Ramaphosa criticized Washington for “giving up the very important role that they should be playing as the biggest economy in the world” in its decision to skip the summit — the first to be held in Africa.
“It is unfortunate that the United States has decided not to attend the G20. All I can say in my experience in politics is that boycotts never really work. They have a very contradictory effect,” the South African leader told reporters outside parliament in Cape Town.
Trump, who has previously accused the South African government of human rights abuses against white minorities — including land seizures and killings — called the decision to host the G20 summit in the country a “total disgrace.”

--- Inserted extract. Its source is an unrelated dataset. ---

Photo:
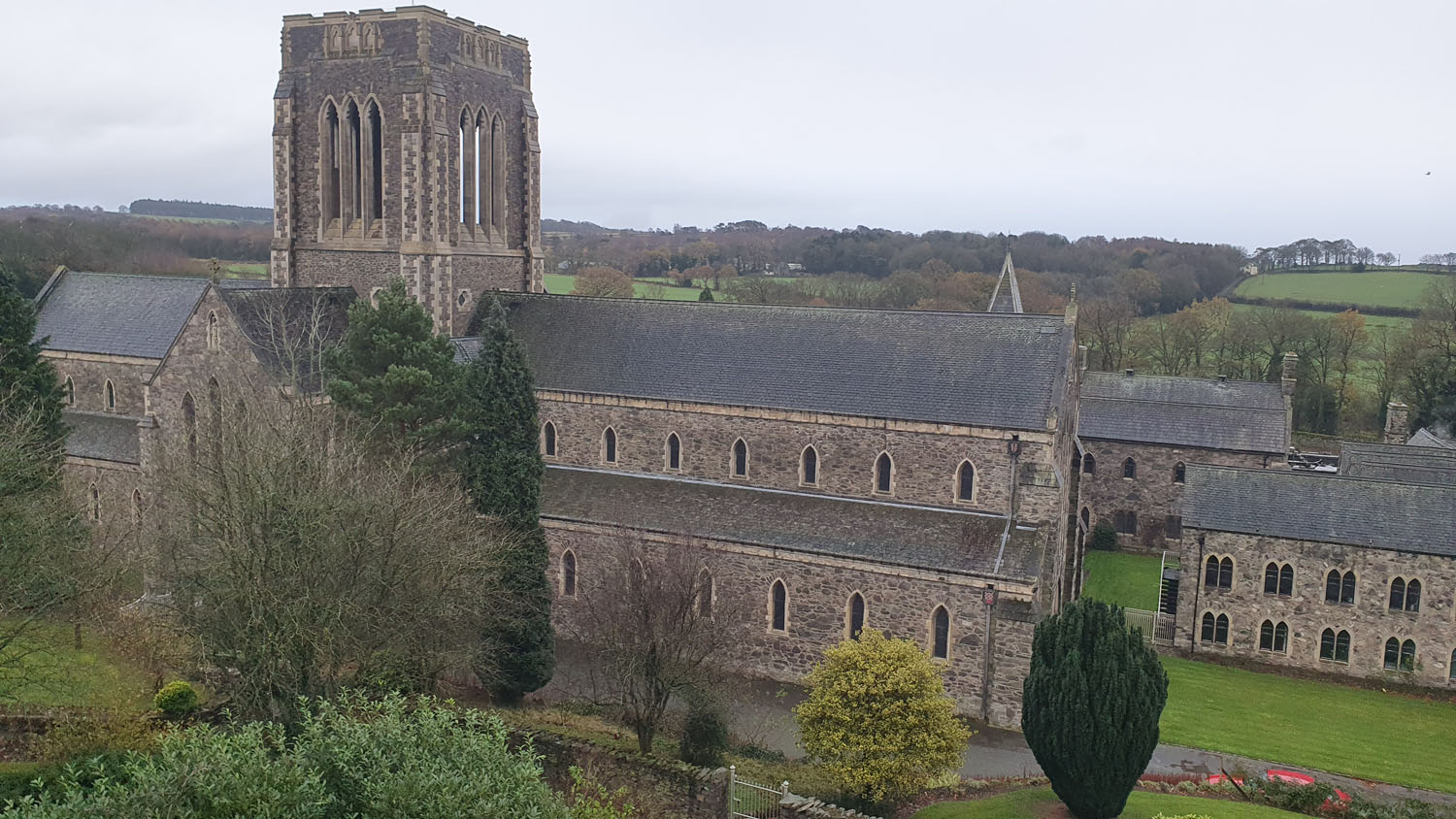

“No US government official will attend [the summit] as long as these human rights abuses continue,” he wrote in a post on Truth Social.
However, the South African government has strongly rejected any claims of genocide, saying such accusations are “widely discredited and unsupported by reliable evidence.”
Ramaphosa reaffirmed that the summit will proceed as scheduled, regardless of Washington’s absence.
“The G20 will go on. All other heads of state will be here, and in the end, we will take fundamental decisions. And their absence is their loss,” he said.
“The US needs to think again whether boycott politics actually works, because in my experience, it doesn’t work. It’s better to be inside the tent rather than being outside the tent,” he continued.
Despite such claims, Ramaphosa’s ruling African National Congress (ANC) party has officially endorsed the BDS campaign against Israel for years.
The BDS movement seeks to isolate the Jewish state internationally as a step toward its eventual elimination. Leaders of the campaign have repeatedly stated their goal is to destroy the world’s only Jewish state.
In 2012, the ANC announced its full backing of the BDS movement, urging “all South Africans to support the programs and campaigns of the Palestinian civil society which seek to put pressure on Israel to engage with the Palestinian people to reach a just solution.”
Following Ramaphosa’s comments this week, it remains unclear why he continues to back anti-Israel boycotts if he believes they don’t work.
Since the start of the war in Gaza, the South African government has been one of Israel’s fiercest critics, actively confronting the Jewish state on the international stage.
Beyond its open hostility toward Israel, South Africa has actively supported Hamas, hosting officials from the Palestinian terrorist group and expressing solidarity with their “cause.”
In one instance, Ramaphosa led a crowd at an election rally in a chant of “From the river to the sea, Palestine shall be free” — a popular slogan among anti-Israel activists that has been widely interpreted as a genocidal call for the destruction of the Jewish state, which is located between the Jordan River and the Mediterranean Sea.
Since December 2023, South Africa has also been pursuing its case before the International Court of Justice accusing Israel of committing “state-led genocide” in its defensive war against Hamas in Gaza.
Israeli leaders have condemned the case as an “obscene exploitation” of the Genocide Convention, noting that the Jewish state is targeting terrorists who use civilians as human shields in its military campaign.